What all this tells me is that the distinctions we might like to draw between films of different eras are not so clear cut as we might like to believe. Our love for films we saw at an impressionable age is not to be dismissed lightly, but neither should it blind us to the strengths and weaknesses of films are either older or newer than the ones we usually prefer. Here at Cinefantastique Online, we treasure classic movies not because they are old but because they are good and/or historically important. We may look askance at popular trends, and we don’t quaff each new brand of Kool-Aid that Hollywood pumps out to an undiscriminating public, but we don’t dismiss the new simply because it is new; we appreciate good work from any era. I wish the new FRIDAY THE 13TH had been a better film, one worthy of becoming the big success it seems poised to be. But I won’t let my disappointment fool me into thinking that those old Mummy movies are somehow intrinsically better in a way that a Jason film could never hope to be.
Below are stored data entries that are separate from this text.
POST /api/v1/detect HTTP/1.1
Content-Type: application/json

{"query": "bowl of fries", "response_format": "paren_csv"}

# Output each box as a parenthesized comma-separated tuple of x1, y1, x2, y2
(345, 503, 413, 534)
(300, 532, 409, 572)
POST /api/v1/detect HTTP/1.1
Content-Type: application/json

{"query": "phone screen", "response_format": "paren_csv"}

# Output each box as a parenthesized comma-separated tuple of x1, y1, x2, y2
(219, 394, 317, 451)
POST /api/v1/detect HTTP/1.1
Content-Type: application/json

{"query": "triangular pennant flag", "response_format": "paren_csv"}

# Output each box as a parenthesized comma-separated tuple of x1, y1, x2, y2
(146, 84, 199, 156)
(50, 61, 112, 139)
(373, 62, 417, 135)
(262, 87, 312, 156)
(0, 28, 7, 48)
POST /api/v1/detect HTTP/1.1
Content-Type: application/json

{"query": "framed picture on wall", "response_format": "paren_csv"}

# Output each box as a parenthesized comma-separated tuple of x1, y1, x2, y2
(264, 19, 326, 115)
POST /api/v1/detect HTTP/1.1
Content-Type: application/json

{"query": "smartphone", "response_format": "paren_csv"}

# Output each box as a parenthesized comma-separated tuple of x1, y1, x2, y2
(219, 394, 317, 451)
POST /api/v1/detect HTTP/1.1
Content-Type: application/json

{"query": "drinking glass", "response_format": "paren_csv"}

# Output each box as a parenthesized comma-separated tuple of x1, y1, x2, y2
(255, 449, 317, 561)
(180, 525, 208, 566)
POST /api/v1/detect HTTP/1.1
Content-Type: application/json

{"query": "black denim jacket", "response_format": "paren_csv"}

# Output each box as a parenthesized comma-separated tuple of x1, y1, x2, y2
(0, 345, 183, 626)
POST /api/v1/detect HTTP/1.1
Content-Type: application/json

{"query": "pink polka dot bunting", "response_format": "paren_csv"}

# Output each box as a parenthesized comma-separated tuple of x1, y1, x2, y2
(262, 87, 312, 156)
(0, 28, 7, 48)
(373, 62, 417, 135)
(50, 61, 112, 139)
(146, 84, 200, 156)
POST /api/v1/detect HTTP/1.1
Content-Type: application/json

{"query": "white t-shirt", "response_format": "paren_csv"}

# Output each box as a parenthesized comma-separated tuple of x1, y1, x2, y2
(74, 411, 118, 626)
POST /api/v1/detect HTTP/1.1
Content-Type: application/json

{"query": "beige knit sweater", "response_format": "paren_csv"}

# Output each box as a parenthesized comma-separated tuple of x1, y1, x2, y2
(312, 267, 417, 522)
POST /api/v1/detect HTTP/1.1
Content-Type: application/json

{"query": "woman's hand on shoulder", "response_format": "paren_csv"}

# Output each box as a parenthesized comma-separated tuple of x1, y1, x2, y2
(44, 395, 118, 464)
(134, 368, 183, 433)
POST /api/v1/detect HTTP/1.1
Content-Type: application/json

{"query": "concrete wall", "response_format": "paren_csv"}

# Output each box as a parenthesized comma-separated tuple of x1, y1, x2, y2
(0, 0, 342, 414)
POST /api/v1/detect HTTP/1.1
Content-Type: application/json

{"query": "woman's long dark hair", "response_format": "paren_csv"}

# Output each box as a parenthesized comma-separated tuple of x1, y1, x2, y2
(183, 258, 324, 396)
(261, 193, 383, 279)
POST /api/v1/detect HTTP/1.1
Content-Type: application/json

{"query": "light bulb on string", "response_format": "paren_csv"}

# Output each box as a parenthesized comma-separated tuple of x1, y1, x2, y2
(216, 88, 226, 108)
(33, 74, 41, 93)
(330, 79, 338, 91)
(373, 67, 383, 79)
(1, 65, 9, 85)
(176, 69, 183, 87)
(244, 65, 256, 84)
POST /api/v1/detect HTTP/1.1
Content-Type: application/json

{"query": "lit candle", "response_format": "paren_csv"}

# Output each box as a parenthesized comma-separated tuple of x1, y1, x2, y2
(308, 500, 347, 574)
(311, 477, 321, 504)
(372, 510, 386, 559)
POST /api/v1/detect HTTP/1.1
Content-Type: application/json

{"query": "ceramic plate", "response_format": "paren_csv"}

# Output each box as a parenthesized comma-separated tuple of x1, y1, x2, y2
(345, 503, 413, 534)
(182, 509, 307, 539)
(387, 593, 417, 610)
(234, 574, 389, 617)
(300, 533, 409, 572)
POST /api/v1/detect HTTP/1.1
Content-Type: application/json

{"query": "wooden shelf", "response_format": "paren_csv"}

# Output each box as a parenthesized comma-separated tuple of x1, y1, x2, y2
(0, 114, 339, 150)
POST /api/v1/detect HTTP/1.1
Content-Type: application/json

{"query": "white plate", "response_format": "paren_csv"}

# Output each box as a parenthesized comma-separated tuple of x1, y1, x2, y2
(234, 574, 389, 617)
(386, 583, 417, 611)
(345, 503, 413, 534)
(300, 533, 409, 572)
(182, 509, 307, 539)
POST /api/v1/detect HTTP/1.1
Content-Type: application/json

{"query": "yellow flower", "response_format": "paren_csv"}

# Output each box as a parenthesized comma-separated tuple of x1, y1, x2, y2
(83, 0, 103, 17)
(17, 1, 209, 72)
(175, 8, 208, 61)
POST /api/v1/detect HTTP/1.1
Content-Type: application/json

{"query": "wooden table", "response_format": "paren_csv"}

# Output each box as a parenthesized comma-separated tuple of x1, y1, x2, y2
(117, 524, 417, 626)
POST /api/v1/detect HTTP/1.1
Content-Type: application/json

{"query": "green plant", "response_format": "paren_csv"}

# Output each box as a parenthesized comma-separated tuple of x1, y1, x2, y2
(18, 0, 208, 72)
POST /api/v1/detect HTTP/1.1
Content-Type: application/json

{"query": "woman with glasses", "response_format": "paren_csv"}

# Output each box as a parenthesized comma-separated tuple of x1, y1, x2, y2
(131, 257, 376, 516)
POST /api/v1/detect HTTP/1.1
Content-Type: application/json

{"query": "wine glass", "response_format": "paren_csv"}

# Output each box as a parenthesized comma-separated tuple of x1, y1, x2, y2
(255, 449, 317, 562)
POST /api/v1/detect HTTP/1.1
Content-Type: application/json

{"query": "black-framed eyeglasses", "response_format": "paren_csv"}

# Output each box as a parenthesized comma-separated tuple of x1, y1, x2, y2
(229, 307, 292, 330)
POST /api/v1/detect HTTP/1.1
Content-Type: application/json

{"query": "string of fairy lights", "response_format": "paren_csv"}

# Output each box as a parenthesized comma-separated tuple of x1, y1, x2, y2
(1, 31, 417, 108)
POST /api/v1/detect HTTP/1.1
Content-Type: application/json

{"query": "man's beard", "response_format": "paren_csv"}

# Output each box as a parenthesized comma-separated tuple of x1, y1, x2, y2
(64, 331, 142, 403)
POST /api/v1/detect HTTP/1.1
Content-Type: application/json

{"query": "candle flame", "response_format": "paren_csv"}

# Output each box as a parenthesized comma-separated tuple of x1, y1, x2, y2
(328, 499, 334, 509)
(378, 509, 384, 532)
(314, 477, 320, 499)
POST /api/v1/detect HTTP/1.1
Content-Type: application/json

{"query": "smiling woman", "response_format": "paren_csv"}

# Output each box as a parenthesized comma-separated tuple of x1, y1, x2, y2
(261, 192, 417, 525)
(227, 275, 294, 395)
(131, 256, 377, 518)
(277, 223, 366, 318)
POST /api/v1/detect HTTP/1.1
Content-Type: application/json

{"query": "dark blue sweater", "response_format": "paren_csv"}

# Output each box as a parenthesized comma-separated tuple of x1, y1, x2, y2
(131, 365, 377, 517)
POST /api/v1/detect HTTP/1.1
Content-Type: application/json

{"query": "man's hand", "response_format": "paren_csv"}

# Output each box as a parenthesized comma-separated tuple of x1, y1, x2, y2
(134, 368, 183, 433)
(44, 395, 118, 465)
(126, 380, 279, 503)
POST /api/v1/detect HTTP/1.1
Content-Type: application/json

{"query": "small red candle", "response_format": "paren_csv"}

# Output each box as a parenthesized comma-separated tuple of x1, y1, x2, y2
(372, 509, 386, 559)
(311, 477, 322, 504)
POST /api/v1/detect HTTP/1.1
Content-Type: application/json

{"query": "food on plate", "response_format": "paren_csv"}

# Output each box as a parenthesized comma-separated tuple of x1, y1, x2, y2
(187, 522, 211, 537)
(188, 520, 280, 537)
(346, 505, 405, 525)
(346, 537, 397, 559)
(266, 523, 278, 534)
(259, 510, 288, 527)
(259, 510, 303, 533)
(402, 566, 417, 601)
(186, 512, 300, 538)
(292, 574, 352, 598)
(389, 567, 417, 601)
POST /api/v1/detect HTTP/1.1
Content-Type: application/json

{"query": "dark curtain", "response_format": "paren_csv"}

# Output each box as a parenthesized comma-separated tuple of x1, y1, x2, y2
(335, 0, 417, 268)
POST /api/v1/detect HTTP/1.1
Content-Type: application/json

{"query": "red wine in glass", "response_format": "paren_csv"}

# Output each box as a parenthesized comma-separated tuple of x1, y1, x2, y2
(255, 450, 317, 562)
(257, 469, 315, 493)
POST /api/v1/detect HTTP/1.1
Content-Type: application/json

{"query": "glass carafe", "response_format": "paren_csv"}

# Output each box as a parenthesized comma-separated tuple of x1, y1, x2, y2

2 Replies to “Sense of Wonder: Jason vs. the Mummy”

  1. I agree with you completely, Steve. As Mike Hodel, the host of the science fiction radio show Hour 25 once put it, “The Golden Age of Science Fiction is 12,” meaning that vivid experiences from an emerging pre-teen remain vivid, be they science fiction readers, comic book aficionados, or horror movie fans. We all tend to like things that live up to our expectations of them. I recall many horror fans telling me that, for example, LET’S SCARE JESSICA TO DEATH was a genuinely creepy, inventive horror film. When I finally caught up to it years later, I found it slow-moving, uninvolving, and dull, but then I’d seen thousands of horror films by then and couldn’t see it through the eyes of someone just discovering horror cinema.
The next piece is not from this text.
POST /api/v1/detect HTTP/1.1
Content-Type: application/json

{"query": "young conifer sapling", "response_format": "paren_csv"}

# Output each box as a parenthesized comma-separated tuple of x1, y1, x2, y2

    I can confirm that Tom McLoughlin is indeed a serious horror buff. He also crafted the decent low-budget horror film ONE DARK NIGHT. I recently appeared along with him and several horror notables in the documentary NIGHTMARES IN RED, WHITE, AND BLUE, a history of American horror films, which was written and produced by Joseph Maddrey.
    The clever thing about FREDDY VS. JASON is that the screenwriters cannily followed the cliches of both FRIDAY and NIGHTMARE movies, so it combined key elements (like them or not) of both.